SEOL, KORSEL – Mahkamah Konstitusi Korea Selatan pada Jumat (4/4/2025) memutuskan memberhentikan Presiden Yoon Suk Yeol, menguatkan mosi pemakzulan yang diajukan parlemen. Keputusan ini menandai babak akhir dari krisis politik terparah di Negeri Ginseng dalam beberapa dekade terakhir, dipicu oleh penerapan darurat militer kontroversial Yoon tahun lalu.
Pemilihan Presiden Baru Harus Digelar dalam 60 Hari
Dengan jatuhnya Yoon, konstitusi Korea Selatan mewajibkan pemilihan presiden baru dilaksanakan dalam 60 hari ke depan. Sementara itu, Perdana Menteri Han Duck-soo akan menjabat sebagai penjabat presiden hingga pemimpin terpilih dilantik.
Pelanggaran Konstitusi dan Ancaman Demokrasi
Penjabat Ketua Mahkamah Agung Moon Hyung-bae menyatakan Yoon telah melampaui kewenangannya sebagai presiden, dengan tindakan yang dinilai membahayakan demokrasi.
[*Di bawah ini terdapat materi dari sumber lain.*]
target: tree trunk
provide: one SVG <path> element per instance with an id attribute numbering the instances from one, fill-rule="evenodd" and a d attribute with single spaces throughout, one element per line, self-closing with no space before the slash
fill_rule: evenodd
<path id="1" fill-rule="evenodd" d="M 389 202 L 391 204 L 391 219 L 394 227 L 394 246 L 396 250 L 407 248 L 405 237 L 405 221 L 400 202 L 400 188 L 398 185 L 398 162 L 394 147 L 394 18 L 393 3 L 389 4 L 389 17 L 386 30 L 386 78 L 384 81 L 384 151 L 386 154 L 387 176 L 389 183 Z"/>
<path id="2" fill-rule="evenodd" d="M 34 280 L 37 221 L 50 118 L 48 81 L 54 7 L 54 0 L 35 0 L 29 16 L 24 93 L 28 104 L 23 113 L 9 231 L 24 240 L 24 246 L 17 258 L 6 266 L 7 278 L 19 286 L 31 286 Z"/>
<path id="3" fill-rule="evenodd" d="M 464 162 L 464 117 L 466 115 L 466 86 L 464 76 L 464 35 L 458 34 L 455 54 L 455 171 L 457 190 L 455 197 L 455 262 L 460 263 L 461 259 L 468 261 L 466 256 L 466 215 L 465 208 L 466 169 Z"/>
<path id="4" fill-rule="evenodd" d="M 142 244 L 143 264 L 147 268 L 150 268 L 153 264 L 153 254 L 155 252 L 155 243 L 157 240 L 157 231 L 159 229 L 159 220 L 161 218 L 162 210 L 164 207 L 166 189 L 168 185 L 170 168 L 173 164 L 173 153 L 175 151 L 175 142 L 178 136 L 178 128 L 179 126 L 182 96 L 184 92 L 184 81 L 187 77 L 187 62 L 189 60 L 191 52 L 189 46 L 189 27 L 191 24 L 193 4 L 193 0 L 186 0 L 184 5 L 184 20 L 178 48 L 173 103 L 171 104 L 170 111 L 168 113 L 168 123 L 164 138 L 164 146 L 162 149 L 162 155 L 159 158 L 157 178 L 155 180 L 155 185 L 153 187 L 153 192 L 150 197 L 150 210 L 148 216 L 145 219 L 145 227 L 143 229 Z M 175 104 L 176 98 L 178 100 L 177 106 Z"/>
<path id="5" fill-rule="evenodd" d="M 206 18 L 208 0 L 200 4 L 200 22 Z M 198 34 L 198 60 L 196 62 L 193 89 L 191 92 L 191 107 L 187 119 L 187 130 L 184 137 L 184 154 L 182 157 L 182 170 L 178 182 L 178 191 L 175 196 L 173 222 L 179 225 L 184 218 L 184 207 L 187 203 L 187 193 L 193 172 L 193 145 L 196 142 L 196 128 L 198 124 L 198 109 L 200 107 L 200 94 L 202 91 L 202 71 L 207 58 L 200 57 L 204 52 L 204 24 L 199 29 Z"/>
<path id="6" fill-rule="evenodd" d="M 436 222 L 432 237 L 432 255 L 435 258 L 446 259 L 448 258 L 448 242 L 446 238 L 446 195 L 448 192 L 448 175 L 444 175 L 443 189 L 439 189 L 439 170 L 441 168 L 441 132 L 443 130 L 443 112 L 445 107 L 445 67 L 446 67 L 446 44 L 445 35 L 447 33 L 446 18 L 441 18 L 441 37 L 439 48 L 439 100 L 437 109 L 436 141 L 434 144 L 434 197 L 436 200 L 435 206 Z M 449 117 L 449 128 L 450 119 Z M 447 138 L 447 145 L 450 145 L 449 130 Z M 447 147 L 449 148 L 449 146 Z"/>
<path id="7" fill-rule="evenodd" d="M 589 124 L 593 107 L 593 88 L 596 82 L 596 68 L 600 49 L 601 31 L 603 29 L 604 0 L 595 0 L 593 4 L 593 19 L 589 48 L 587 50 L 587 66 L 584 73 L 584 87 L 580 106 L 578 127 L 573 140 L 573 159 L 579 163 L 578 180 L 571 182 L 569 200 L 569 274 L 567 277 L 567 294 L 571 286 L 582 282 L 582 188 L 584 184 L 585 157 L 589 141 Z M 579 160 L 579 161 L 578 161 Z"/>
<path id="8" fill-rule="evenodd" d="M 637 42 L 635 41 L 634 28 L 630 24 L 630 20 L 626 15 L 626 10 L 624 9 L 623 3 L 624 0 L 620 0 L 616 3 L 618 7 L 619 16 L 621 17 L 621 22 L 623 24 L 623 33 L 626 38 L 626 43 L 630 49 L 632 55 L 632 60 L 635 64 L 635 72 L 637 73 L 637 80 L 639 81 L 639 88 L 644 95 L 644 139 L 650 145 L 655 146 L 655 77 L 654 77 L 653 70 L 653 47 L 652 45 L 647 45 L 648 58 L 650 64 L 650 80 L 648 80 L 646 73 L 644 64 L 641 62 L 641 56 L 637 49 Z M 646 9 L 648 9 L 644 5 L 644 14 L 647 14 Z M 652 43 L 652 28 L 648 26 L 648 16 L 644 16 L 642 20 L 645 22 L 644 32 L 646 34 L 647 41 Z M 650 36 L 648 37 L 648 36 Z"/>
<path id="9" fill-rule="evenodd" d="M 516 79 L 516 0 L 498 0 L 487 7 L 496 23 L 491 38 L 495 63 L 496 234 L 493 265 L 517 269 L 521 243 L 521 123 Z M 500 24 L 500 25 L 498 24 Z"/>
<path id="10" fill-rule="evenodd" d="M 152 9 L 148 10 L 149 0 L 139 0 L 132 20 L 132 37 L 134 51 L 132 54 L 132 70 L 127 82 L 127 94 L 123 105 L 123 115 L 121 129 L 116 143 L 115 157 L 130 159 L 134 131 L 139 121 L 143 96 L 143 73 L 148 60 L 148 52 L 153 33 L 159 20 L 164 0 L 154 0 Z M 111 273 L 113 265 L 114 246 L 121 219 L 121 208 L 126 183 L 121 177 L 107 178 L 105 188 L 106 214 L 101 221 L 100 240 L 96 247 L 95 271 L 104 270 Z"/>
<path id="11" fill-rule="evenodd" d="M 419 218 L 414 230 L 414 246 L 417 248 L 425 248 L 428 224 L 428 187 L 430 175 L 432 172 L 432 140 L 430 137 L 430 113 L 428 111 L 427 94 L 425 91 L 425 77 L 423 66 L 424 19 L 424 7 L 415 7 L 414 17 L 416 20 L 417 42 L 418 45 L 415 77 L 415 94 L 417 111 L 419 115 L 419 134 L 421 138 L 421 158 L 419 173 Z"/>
“(Yoon) melakukan pengkhianatan besar terhadap kepercayaan rakyat yang merupakan anggota kedaulatan republik demokratik,” ujar Moon.
Seperti dilaporkan Reuters. Ia menambahkan, deklarasi darurat militer Yoon menimbulkan kekacauan di berbagai sektor, mulai dari politik, ekonomi, hingga hubungan luar negeri.
Keputusan pemakzulan ini disetujui secara bulat oleh delapan hakim Mahkamah Konstitusi.
Sorakan Kemenangan di Tengah Aksi Unjuk Rasa
Ribuan demonstran yang menuntut pemecatan Yoon—termasuk ratusan yang berkemah semalaman—bersorak gembira mendengar putusan tersebut.
“Kami menang!” teriak mereka.
Keputusan ini mengakhiri ketegangan politik berbulan-bulan yang sempat mengganggu stabilitas negara, terutama di tengah perlambatan ekonomi dan transisi pemerintahan baru AS di bawah Donald Trump.
Yoon Terancam Persidangan Pidana
Selain pemakzulan, Yoon (64 tahun) juga menghadapi persidangan pidana terkait tuduhan pemberontakan. Pemimpin yang sedang terpuruk ini menjadi presiden Korea Selatan pertama yang pernah ditahan pada 15 Januari lalu, meski kemudian dibebaskan pada Maret setelah pengadilan membatalkan surat penahanannya.
Akar Krisis: Deklarasi Darurat Militer yang Kontroversial
Krisis politik memuncak setelah Yoon mendeklarasikan darurat militer pada 3 Desember 2024, dengan alasan memberantas elemen “anti-negara” dan mencegah penyalahgunaan kekuasaan oleh Partai Demokrat, partai oposisi yang menguasai parlemen.
Namun, dekrit tersebut dicabut hanya enam jam kemudian setelah penolakan keras dari anggota parlemen dan upaya keamanan yang gagal menutup gedung legislatif. Yoon membela diri dengan menyatakan bahwa ia tidak berniat memberlakukan darurat militer penuh dan mengecilkan dampaknya, meski protes terus berlanjut.
Kini, dengan keputusan Mahkamah Konstitusi, Korea Selatan berharap dapat memulihkan stabilitas politik yang sempat goyah. Namun, apakah keputusan ini benar-benar meredakan ketegangan atau justru memicu gelombang baru kontroversi, masih perlu dilihat ke depannya.